The AMD Instinct MI300X - the hardware Zyphra used for the entire ZAYA1-8B training run.
Source: twave.zone
Getting It Running
ZAYA1-8B doesn't run on stock Hugging Face inference. It requires Zyphra's fork of both vLLM (github.com/Zyphra/vllm@zaya1-pr) and Transformers (github.com/Zyphra/transformers@zaya1). Six quantized variants are on Hugging Face for lower-VRAM setups. Free serverless access is available at cloud.zyphra.com.
If you want an Apache 2.0 reasoning model that doesn't need forked tooling, the picture is different - but Zyphra says standard framework support is coming. The pretraining base model is also available separately at Zyphra/ZAYA1-reasoning-base for teams that want to fine-tune from scratch.
For background on how this model fits into the broader small language model category, the reasoning model guide covers the tradeoffs.
What To Watch
Three things worth following as this release develops.
Reproducibility. Zyphra published the arXiv paper and the weights. Whether independent teams can copy the benchmark scores - especially the HMMT 2025 results with RSA - is the real test.
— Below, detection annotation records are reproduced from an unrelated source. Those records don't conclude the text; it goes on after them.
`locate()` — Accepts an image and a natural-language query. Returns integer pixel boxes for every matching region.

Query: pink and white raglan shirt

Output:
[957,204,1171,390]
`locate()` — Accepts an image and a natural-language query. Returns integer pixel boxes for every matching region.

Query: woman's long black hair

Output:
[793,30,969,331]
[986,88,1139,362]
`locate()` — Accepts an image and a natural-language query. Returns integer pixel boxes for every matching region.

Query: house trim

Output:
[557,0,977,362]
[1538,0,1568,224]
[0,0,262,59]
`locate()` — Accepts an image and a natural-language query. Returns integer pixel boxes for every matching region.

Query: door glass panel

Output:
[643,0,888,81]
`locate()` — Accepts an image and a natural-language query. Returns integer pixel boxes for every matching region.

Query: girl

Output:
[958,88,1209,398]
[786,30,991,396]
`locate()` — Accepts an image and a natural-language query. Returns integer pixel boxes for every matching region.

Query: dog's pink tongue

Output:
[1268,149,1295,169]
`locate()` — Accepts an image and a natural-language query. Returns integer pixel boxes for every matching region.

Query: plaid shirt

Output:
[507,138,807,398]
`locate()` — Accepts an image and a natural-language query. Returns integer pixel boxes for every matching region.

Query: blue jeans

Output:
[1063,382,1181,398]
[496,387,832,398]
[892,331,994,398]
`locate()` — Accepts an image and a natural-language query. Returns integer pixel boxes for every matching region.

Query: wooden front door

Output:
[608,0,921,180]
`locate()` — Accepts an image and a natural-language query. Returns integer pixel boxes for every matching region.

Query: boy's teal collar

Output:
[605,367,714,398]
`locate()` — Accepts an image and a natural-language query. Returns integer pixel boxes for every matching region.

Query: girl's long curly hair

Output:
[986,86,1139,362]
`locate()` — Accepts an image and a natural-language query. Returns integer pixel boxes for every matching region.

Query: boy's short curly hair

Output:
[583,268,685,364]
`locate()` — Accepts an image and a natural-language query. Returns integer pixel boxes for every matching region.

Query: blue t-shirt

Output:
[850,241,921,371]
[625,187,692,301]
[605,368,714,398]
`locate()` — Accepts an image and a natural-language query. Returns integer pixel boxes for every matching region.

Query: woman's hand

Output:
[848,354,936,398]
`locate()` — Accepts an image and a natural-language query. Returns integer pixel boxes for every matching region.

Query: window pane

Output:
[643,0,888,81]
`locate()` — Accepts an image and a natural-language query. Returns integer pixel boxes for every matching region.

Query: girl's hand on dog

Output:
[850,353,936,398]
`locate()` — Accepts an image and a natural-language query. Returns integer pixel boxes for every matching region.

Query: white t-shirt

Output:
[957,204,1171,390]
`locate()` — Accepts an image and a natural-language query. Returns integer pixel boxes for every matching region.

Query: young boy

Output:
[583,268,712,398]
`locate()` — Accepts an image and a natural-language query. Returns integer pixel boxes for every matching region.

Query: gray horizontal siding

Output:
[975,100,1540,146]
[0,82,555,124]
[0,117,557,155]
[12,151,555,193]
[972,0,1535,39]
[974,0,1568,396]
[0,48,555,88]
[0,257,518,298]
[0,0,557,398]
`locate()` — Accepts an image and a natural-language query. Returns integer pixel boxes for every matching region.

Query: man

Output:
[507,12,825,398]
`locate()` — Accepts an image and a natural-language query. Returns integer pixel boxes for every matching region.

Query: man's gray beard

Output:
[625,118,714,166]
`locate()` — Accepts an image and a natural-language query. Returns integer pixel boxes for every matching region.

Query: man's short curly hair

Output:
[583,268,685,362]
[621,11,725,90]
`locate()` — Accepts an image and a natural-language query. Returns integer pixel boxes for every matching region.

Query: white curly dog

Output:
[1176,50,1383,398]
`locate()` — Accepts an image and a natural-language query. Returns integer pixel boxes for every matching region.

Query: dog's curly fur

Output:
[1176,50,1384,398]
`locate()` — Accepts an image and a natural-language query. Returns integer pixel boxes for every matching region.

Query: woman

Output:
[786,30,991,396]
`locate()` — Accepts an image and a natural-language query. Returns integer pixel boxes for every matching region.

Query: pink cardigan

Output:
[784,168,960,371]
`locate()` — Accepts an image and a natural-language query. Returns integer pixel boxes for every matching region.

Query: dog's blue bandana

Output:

Vendor-run evals and third-party evals rarely match exactly.
Framework integration. The custom vLLM and Transformers forks are a friction point. Until CCA lands in mainline vLLM, deployment is messier than for standard architectures. Watch the upstream PRs.
The agentic gap. ZAYA1-8B is genuinely strong on math and competitive on code. It falls behind peers on function-calling and multi-step agentic tasks. Whether the team addresses that in a follow-up or leaves it as a known tradeoff will determine where the model fits in production stacks. Full model details are in the ZAYA1-8B model card.